The Polar Bears, hailing largely from Michigan, heroically waged a courageous campaign in the brutal, frigid subarctic of northern Russia for almost a year. And yet they are all but unknown today. During the Cold War, two U.S. presidents, Ronald Reagan and Richard Nixon, would assert that the American and the Russian people had never directly fought each other. They were spectacularly wrong, and so too is the nation’s collective memory.

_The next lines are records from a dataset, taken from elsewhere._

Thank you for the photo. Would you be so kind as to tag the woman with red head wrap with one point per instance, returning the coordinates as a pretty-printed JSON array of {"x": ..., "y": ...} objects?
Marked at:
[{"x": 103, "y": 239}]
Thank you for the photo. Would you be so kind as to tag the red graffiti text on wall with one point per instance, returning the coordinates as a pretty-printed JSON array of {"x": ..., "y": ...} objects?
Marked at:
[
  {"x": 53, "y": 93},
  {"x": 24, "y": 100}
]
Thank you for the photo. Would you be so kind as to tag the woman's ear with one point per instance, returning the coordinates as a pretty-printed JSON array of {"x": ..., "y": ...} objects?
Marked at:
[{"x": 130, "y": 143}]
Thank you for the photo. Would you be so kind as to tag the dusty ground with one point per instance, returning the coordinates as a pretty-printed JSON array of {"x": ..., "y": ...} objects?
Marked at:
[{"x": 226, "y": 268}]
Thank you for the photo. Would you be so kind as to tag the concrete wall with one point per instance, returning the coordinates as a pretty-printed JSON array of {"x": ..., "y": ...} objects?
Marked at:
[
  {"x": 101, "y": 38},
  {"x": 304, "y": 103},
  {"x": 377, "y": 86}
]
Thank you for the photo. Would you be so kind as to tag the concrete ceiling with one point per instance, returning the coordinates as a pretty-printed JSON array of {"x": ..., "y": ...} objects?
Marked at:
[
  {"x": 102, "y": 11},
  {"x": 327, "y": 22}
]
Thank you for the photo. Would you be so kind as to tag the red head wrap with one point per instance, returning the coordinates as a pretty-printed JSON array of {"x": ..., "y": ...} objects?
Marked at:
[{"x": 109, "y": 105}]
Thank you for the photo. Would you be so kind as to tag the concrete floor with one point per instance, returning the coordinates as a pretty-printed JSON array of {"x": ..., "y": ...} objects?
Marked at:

It began in August 1918, during the last months of the First World War: the U.S. Army’s 339th Infantry Regiment crossed the Arctic Circle; instead of the Western Front, these troops were sailing en route to Archangel, Russia, on the White Sea, to intervene in the Russian Civil War. The American Expeditionary Force, North Russia, had been sent to fight the Soviet Red Army and aid anti-Bolshevik forces in hopes of reopening the Eastern Front against Germany. But even after the Great War officially ended in November 1918, American troops continued to battle the Red Army and another, equally formidable enemy, “General Winter,” which had destroyed Napoleon’s Grande Armée a century earlier and would do the same to Hitler’s once-invincible Wehrmacht.
More than two hundred Polar Bears perished before their withdrawal in July 1919. Ten years after they left, a contingent of veterans returned to Russia to recover the remains of more than a hundred of their fallen brothers and lay them to rest in Michigan, where a monument honoring their service still stands. In the century since, America has forgotten the Polar Bears’ harrowing campaign. Russia, notably, has not, and as Nelson reveals, the episode continues to color Russian attitudes toward the United States. The Polar Bear Expedition masterfully recovers this remarkable tale at a time of new relevance.